Katerina Voitko; Ajna Tóth; Evgenij Demianenko; Gábor Dobos; Barbara Berke; Olga Bakalinska; Anatolij Grebenyuk; Etelka Tombácz; Volodymyr Kuts; Yurij Tarasenko; Mykola Kartel; Krisztina László

doi:10.1016/j.jcis.2014.09.045

Catalytic performance of carbon nanotubes in H2O2 decomposition: experimental and quantum chemical study

J Colloid Interface Sci. 2015 Jan 1:437:283-290. doi: 10.1016/j.jcis.2014.09.045. Epub 2014 Sep 28.

Affiliations

¹ Chuiko Institute of Surface Chemistry of NAS of Ukraine, 17 General Naumov St., Kyiv 03164, Ukraine.
² Department of Physical Chemistry and Materials Science, Budapest University of Technology and Economics, H-1521 Budapest, Hungary.
³ Department of Atomic Physics, Budapest University of Technology and Economics, H-1521Budapest, Hungary.
⁴ Department of Physical Chemistry and Material Science, University of Szeged, H-6720 Szeged, Aradi Vértanúk tere 1, Hungary.
⁵ Department of Physical Chemistry and Materials Science, Budapest University of Technology and Economics, H-1521 Budapest, Hungary.
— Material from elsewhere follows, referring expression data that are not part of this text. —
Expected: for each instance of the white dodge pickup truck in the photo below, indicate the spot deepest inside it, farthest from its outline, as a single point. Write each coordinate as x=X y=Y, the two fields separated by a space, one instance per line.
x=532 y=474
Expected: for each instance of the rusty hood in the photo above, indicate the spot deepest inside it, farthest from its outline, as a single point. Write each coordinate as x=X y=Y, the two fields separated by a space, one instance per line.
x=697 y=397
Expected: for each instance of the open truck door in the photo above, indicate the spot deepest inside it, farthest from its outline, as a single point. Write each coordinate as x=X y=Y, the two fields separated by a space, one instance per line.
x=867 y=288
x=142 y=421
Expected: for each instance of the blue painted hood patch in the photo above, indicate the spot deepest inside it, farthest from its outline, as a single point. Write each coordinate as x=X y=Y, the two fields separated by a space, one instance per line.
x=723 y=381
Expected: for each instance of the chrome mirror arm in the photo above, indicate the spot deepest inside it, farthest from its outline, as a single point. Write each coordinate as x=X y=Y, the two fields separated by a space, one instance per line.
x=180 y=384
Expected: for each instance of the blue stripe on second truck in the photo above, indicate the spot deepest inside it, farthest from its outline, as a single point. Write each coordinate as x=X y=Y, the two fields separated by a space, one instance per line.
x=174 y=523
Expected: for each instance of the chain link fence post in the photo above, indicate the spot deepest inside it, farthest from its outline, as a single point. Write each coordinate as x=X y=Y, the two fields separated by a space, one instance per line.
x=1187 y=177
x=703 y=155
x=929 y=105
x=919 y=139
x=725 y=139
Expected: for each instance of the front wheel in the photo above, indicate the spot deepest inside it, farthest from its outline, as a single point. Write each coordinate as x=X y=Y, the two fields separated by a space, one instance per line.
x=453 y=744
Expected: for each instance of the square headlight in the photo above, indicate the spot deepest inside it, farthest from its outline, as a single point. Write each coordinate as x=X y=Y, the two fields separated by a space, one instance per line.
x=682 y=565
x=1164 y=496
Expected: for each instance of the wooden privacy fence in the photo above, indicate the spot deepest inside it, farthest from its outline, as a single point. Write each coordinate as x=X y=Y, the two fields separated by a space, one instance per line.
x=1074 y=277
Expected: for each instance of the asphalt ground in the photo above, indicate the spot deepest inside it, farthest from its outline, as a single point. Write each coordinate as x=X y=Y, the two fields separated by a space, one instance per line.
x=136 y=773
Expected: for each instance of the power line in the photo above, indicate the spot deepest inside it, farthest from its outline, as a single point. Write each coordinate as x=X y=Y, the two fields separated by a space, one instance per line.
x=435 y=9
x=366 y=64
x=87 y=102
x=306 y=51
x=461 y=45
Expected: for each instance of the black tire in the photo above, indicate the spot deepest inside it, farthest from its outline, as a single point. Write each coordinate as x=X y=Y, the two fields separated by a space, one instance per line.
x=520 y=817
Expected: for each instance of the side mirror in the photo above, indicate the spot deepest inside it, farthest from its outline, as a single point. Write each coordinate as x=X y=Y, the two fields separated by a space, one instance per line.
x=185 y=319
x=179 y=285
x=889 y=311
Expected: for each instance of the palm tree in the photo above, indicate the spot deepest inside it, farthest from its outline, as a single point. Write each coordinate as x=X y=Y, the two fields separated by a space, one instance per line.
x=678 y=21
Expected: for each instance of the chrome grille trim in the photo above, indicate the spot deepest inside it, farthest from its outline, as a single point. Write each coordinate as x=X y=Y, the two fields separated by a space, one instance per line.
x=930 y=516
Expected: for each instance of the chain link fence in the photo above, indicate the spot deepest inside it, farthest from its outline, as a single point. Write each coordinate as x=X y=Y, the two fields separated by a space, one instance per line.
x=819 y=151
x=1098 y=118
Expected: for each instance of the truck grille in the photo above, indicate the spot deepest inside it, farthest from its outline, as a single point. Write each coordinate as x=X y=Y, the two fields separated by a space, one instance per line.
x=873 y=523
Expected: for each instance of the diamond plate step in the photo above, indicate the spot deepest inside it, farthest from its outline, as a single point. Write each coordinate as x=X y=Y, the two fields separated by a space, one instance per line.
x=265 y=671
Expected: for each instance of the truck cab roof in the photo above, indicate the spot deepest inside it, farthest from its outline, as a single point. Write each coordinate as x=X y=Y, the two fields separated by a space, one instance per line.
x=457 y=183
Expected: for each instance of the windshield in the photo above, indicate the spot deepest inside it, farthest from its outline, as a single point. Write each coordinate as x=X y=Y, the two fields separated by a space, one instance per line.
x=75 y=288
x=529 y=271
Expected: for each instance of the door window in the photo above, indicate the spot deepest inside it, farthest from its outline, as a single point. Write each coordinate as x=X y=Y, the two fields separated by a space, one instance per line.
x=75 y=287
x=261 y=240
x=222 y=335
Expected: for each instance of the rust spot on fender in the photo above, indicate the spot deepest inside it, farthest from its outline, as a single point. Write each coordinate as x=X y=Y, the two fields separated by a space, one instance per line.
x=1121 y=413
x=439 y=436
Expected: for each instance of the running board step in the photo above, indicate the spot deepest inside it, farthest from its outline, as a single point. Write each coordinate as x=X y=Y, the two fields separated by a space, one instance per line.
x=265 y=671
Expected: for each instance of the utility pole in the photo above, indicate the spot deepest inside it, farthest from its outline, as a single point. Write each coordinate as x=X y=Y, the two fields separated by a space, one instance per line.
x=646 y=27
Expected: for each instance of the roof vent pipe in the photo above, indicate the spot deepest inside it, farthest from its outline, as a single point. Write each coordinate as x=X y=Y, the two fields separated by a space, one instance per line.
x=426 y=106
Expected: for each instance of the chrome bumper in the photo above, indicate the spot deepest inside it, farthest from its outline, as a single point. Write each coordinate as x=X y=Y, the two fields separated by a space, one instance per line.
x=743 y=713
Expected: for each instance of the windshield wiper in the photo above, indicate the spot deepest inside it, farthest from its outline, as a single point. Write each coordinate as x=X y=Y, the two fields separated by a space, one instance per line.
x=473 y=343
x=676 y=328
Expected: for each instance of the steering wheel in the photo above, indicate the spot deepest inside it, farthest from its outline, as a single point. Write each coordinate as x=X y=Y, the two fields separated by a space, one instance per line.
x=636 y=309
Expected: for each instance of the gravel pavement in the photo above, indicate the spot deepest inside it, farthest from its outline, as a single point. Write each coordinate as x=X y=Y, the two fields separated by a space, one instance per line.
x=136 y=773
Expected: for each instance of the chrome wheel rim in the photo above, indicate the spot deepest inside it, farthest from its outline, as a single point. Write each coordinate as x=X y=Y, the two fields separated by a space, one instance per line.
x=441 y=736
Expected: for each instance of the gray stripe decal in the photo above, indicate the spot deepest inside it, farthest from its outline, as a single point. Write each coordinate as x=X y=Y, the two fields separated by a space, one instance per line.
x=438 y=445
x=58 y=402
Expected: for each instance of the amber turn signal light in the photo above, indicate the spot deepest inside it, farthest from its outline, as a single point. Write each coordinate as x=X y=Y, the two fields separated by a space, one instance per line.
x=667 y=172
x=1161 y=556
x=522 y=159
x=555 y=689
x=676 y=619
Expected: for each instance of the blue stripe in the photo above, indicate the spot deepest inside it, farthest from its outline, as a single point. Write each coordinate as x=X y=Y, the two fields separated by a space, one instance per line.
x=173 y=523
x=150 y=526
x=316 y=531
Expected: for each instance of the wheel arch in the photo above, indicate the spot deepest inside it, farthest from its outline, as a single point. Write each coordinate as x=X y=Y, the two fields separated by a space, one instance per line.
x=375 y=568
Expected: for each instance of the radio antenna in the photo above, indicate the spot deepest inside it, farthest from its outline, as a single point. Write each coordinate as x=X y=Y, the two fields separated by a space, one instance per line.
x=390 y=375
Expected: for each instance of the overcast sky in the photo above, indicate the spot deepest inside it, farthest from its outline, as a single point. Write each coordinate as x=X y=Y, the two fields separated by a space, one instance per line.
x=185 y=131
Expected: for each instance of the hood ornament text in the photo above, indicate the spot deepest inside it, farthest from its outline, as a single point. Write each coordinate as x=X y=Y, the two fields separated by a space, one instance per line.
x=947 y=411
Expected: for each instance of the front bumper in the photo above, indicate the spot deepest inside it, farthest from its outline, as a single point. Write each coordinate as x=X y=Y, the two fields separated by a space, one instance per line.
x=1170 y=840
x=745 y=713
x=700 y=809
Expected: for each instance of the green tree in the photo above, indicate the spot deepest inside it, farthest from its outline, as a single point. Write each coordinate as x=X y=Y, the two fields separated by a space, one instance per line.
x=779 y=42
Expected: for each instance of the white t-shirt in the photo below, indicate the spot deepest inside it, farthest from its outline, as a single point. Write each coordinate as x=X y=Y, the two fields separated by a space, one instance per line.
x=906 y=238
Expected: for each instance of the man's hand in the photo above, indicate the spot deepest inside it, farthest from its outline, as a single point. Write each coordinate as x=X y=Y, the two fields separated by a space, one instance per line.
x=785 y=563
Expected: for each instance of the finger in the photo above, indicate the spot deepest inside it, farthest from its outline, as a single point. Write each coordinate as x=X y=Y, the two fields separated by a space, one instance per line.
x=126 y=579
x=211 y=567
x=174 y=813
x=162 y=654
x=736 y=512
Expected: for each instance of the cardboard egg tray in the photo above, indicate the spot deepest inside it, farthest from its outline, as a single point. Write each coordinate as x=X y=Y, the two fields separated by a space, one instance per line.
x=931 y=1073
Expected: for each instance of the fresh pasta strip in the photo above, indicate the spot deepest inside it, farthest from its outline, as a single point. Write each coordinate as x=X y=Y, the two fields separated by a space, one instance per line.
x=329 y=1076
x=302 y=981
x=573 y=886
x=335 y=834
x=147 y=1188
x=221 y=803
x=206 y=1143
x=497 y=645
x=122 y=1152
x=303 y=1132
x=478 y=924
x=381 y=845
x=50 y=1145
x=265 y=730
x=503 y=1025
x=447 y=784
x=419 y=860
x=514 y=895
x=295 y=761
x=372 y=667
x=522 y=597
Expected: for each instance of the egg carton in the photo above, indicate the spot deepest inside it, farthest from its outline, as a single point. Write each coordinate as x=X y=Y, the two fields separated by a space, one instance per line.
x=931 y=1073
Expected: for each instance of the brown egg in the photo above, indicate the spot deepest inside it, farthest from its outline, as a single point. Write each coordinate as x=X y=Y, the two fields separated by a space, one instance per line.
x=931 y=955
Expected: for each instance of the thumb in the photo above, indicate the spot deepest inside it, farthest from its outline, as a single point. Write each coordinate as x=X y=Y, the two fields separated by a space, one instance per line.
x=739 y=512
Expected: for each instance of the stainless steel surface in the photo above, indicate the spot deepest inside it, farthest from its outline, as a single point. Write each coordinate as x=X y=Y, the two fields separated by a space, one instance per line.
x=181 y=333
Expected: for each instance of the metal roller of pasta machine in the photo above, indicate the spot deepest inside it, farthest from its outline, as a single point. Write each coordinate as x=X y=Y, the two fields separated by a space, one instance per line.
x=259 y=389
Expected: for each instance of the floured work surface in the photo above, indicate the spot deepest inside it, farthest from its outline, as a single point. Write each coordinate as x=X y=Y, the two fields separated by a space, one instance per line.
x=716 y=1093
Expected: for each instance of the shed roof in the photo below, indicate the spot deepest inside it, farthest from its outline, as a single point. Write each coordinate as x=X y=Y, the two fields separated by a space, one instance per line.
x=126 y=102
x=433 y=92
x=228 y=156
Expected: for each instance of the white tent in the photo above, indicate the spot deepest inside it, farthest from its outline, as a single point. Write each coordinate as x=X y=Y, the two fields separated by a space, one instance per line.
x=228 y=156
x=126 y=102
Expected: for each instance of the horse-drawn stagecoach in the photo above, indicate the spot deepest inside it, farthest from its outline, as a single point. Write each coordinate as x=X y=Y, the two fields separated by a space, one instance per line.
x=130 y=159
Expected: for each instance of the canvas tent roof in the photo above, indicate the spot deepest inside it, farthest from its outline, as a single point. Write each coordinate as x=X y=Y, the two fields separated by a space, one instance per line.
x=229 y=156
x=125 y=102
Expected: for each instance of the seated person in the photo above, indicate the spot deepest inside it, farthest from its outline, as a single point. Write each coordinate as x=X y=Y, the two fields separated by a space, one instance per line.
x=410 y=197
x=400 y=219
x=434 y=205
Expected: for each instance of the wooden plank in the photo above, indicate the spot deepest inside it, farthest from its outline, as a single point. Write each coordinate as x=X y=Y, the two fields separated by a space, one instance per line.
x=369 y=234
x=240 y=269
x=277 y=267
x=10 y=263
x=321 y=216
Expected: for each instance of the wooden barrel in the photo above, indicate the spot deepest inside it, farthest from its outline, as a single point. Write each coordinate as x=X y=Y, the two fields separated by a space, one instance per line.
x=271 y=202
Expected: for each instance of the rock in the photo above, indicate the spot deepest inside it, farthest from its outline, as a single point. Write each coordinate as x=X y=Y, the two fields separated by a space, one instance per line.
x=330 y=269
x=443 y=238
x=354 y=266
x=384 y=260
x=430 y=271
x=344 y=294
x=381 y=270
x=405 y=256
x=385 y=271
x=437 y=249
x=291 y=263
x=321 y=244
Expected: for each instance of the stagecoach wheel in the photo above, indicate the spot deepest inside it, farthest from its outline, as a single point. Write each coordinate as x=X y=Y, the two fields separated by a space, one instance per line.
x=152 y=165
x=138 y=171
Electronic address: klaszlo@mail.bme.hu.

PMID: 25441362
DOI: 10.1016/j.jcis.2014.09.045

Abstract

The catalytic performance of multi-walled carbon nanotubes (MWCNTs) with different surface chemistry was studied in the decomposition reaction of H2O2 at various values of pH and temperature. A comparative analysis of experimental and quantum chemical calculation results is given. It has been shown that both the lowest calculated activation energy (∼18.9 kJ/mol) and the highest rate constant correspond to the N-containing CNT. The calculated chemisorption energy values correlate with the operation stability of MWCNTs. Based on the proposed quantum chemical model it was found that the catalytic activity of carbon materials in electron transfer reactions is controlled by their electron donor capability.

Keywords: Functionalized MWCNT; Heterogeneous catalysts; Hydrogen peroxide decomposition; Quantum chemical simulation.